Vier von sechs Kapiteln dieses Buches enthalten lesenswertes Material über das aktuelle Thema des Verhältnisses von US-amerikanischem (und israelischem) Staatsterror und dem Gegenterror der Unterdrückten, u.a. dem islamistischen Terror.

Mamdani, aufgewachsen als Inder in Uganda und heute Professor an der New Yorker Columbia University, verortet in diesen vier Kapiteln politökonomischer Analyse die Geburtsstunde des Terrors, den er als bewusste Einbeziehung „weicher“ Ziele, d.h. ziviler Bevölkerungsteile, in Strategien der Gewalt und des Krieges versteht, auf den ersten Kongo-Krieg um die Ermordung Lumumbas. Hier seien im Gerangel um einen afrikanischen Stellvertreterkrieg im Rahmen des Kalten Krieges erstmals Söldner eingesetzt worden, die ZivilistInnen abschlachteten. Dies habe sich in den siebziger Jahren fortgesetzt, wo die USA mit rhodesischer und südafrikanischer Hilfe Terrorgruppen wie die RENAMO in Mozambique und UNITA in Angola aufgebaut habe.

Nach dem Vietnamkrieg, so Mamdani, habe jedoch infolge der Antikriegsbewegung der US-Kongress einige Gesetze gegen die uneingeschränkte und unkontrollierte Macht der CIA (1975/76: Tunney- und Clark-Amendment, sowie 1984 Boney-Amendment während des Contrakrieges gegen Nicaragua) verabschiedet und Mittel gekürzt. Wenn auch diese Einschnitte von kurzer Dauer waren, haben sie doch zu einer grundsätzlichen US-Strategieänderung geführt. Kriege der CIA wurden nicht mehr offen mit Unterstützung des US-Parlaments, sondern verdeckt am Parlament vorbei als Stellvertreter- und Söldnerkriege geführt, finanziert durch den auch von der CIA gesteuerten internationalen Drogenhandel, zunächst aus Laos, dann aus Lateinamerika (über die Contra, finanziert durch Waffenverkäufe an den Iran, vermittelt durch Israel). Die Kriege wurden nun „verdeckt“, sie waren „Kriege niedriger Intensität“. In Afghanistan organisierte und finanzierte die CIA schließlich gegen die Okkupation durch die Sowjetunion zusammen mit dem pakistanischen Geheimdienst ISI eine international zusammengesetzte muslimische Guerilla, aus der dann Al-Qaida und die Taliban hervorgingen.
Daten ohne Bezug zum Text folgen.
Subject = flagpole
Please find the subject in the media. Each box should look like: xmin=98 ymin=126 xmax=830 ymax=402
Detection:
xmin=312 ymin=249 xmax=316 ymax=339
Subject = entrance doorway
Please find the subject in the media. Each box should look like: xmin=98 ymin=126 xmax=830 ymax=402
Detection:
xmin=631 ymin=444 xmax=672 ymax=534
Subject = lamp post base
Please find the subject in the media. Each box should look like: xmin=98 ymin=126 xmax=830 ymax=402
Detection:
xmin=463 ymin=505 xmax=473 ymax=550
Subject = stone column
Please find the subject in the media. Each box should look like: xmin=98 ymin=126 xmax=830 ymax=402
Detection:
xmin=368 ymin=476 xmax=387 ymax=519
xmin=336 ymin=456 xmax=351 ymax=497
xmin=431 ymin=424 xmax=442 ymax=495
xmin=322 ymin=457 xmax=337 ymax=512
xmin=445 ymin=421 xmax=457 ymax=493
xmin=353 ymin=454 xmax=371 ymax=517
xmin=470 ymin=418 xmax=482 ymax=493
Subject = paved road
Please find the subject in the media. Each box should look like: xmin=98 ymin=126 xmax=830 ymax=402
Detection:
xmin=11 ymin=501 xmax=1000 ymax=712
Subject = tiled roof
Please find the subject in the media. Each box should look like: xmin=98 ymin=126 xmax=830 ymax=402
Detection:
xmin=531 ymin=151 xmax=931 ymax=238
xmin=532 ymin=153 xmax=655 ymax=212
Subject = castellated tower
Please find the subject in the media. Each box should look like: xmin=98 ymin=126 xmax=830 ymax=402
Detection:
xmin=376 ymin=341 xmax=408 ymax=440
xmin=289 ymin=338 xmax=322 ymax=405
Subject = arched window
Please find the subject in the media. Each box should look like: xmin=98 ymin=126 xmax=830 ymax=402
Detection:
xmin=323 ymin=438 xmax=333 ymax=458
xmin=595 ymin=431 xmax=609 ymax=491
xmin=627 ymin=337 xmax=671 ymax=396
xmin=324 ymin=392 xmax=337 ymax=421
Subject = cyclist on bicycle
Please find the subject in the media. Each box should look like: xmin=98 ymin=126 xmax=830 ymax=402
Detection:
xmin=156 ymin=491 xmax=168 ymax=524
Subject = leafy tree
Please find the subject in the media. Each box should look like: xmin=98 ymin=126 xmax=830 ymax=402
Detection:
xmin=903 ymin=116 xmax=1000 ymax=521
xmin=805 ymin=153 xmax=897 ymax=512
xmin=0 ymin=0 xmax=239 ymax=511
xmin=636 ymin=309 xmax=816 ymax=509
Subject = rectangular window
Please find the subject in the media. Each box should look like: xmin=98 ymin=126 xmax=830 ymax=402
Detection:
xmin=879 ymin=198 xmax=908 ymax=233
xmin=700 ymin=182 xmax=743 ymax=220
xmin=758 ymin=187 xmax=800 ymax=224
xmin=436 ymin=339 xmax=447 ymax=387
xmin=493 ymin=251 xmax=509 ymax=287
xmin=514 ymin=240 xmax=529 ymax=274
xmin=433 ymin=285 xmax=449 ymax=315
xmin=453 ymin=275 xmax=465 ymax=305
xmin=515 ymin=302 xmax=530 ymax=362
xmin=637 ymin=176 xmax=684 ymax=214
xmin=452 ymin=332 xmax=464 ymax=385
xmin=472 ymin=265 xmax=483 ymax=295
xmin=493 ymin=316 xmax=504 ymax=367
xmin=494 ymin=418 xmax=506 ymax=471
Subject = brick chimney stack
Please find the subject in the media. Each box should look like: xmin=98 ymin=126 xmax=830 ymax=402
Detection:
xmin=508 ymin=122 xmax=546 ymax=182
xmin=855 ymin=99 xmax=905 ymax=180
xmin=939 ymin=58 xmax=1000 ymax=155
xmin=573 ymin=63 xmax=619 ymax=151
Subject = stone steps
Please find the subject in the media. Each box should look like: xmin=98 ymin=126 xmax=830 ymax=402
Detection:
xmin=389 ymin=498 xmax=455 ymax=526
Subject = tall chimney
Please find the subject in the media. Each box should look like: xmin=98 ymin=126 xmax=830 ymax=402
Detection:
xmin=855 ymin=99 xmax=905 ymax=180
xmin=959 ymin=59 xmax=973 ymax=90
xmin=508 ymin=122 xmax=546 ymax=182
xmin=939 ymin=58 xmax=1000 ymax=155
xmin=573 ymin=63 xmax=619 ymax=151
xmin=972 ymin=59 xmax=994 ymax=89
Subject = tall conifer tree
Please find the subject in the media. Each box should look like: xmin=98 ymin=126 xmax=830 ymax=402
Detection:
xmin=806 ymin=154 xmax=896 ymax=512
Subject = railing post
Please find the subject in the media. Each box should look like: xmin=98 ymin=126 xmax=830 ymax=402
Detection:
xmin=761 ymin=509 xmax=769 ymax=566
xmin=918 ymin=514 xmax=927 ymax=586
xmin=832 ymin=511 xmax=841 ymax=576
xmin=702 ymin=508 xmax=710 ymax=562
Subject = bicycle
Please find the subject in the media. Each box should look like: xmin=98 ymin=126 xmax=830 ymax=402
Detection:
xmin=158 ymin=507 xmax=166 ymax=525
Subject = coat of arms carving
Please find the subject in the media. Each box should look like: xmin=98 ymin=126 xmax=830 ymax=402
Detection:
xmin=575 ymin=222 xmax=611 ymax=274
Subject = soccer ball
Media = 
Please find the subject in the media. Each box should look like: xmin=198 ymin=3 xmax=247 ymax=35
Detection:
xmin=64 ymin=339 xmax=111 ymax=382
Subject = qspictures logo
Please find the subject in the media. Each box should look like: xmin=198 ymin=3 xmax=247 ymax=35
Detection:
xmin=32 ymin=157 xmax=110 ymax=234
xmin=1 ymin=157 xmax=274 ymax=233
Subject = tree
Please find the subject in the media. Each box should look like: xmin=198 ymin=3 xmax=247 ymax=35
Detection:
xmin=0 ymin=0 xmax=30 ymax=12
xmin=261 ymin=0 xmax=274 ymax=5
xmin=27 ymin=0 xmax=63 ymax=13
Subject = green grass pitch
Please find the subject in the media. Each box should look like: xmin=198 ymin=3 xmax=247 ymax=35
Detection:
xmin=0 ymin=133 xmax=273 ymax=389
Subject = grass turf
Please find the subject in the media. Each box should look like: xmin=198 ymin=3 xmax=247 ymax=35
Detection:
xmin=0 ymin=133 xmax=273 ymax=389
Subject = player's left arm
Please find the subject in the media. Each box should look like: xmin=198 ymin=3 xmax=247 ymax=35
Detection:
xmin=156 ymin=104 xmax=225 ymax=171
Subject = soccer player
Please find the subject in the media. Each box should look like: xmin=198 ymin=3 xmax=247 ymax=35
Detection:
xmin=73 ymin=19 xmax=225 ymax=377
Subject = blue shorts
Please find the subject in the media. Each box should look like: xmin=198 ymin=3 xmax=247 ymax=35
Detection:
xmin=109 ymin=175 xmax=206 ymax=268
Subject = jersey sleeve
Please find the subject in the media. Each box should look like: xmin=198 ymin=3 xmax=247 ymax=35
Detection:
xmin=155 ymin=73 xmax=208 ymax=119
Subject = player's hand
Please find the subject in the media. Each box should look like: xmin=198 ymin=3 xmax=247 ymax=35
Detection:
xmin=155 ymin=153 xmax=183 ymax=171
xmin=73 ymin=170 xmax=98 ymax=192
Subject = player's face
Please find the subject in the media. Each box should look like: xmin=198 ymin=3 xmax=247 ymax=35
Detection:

So weit, so interessant. Doch es sorgen immer wiederkehrende deplacierte Holocaust-Vergleiche für ein Unwohlsein beim Lesen und offenbaren Mamdanis Unkenntnis über die europäische und insbesondere deutsche Geschichte. Da werden durch den Mauerbau Israels die Besetzten Gebiete fast zu „Konzentrationslagern im Stile der Nazis“ (S. 266); oder es behaupteten, so Mamdani, auch die „brutalsten Diktaturen, die sich als westlich verstanden, wie etwa Nazi-Deutschland, (…) von sich, Rechtsstaatlichkeit aufrechtzuerhalten“ (S. 218), weshalb die gegenwärtige Missachtung von Rechtsstaatlichkeit und Völkerrecht durch die USA, so Mamdani, „einzigartig“ sei. Das ist Unfug, schließlich sind die Nazis, die sich nie als westlich verstanden, aus dem Völkerbund ausgetreten und nicht die USA aus der UN.

Bisweilen rutscht Mamdani in traditionelle antiimperialistische Muster. Nach Ende des Kalten Krieges und dem Niedergang der Sowjetunion konzentrieren sich die Strategien des US-Staatsterrors, weltweit inszeniert durch die CIA, nach Mamdani denn auch nur noch gegen den neuen Hauptfeind, den renitenten „militanten Nationalismus“ in der „Dritten Welt“, der wenigstens örtlich noch für eine unabhängige (staatliche) Souveränität sorge. Das mag sein, doch was folgt daraus? War schon die Sowjetunion aufgrund ihrer militaristischen, autoritären Struktur für Libertäre und Gewaltfreie kaum verteidigenswert, so ist es dieser militante Nationalismus, besonders in Afrika und im Nahen Osten oft diktatorischer Provenienz und jeder sozialen Zielsetzung entkleidet, noch weniger.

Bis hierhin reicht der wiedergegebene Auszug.